Natalie Bookchin’s 2002 piece Metapet is a web game in which the user manages digital human workers who have been modified to have dog characteristics to make them more obedient. The game would immediately have an off feeling because of how uncomfortable we are as a society about genetic modification, especially in humans, and because of the idea of keeping a human as a pet is not acceptable in modern society. On closer inspection however, we are not unlike these obedient pets to our bosses and corporate owners, and if it was profitable and legal, they would likely not hesitate to mess with our DNA.  
The game has a number of other clever allusions to our real world as well. The object of the game, to make the most money and be a successful manager, is only achievable by mistreating your dog worker, and by being kind and ethical, it’s impossible to “win.” The rules of the system inherently encourage the player to be a bad person. However, Bookchin has made the other route, while not winning, to still be more interesting and fun to play, which gives a user incentive to explore multiple methods of playing the game and question whether making the most money is really the most important objective.  
Virtual pet games like this have been popular for a while. The interface for Metapet is not unlike a Tamagotchi with the center display showing the pet with tabs for different maintenance tasks along the horizontal edges. By putting her message into a game with a tried and tested, familiar format and releasing it online for anyone to play, it can attract a very wide audience. I found it especially interesting that some people took the game very seriously and would discuss strategies in forums. Bookchin also mentioned in an interview that human resource professionals would even contact her about using the game as a training tool. On this matter she also explained that she had designed the game to be easy to play at work, a feature which is mirrored in gameby having mini games available for the Metapet to play. This framing was a great way to get workers and their managers alike thinking about these issues.  
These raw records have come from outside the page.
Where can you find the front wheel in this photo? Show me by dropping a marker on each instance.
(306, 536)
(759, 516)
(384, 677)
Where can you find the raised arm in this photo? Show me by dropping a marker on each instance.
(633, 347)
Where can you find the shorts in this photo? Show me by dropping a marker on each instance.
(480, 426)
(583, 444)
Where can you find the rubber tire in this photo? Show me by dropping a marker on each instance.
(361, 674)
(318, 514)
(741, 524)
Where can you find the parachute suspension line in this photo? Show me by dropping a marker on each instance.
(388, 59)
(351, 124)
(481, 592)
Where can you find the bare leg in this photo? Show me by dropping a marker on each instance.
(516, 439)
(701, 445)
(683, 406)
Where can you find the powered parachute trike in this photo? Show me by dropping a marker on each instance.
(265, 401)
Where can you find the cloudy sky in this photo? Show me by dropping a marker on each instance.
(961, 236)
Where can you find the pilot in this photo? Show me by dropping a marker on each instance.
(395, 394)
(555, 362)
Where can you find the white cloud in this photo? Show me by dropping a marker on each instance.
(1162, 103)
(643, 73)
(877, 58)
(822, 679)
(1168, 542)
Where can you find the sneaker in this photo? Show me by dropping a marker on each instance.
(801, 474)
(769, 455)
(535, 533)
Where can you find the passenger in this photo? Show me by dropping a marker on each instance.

Olia Lialina’s 1996 work  My Boyfriend Came Back From the War is one of the pioneering pieces of net art. Web-based and still viewable over twenty years later, it’s an participatory story with countless different paths all made up of simple black and white images, text, and links. Rather than have the entire story handed to them in a single, linear path, the user must make choices to advance through the story which affects how it will unfold for them.  
The work is online for anyone to see at anytime, but it’s not quite as the artist first made it. In gallery exhibitions of My Boyfriend Came Back from the War, Lialina uses an old browser, old computers, and a slow internet connection. It was part of the feeling of the piece that the images didn’t load immediately This would add to the mystery and suspense of the story. She comments on the beauty of the Netscape browser, which perhaps even made a part of the artwork too. It’s interesting to think that the pacing and framing are things that are maybe unintentionally dynamic just due to technology’s progression.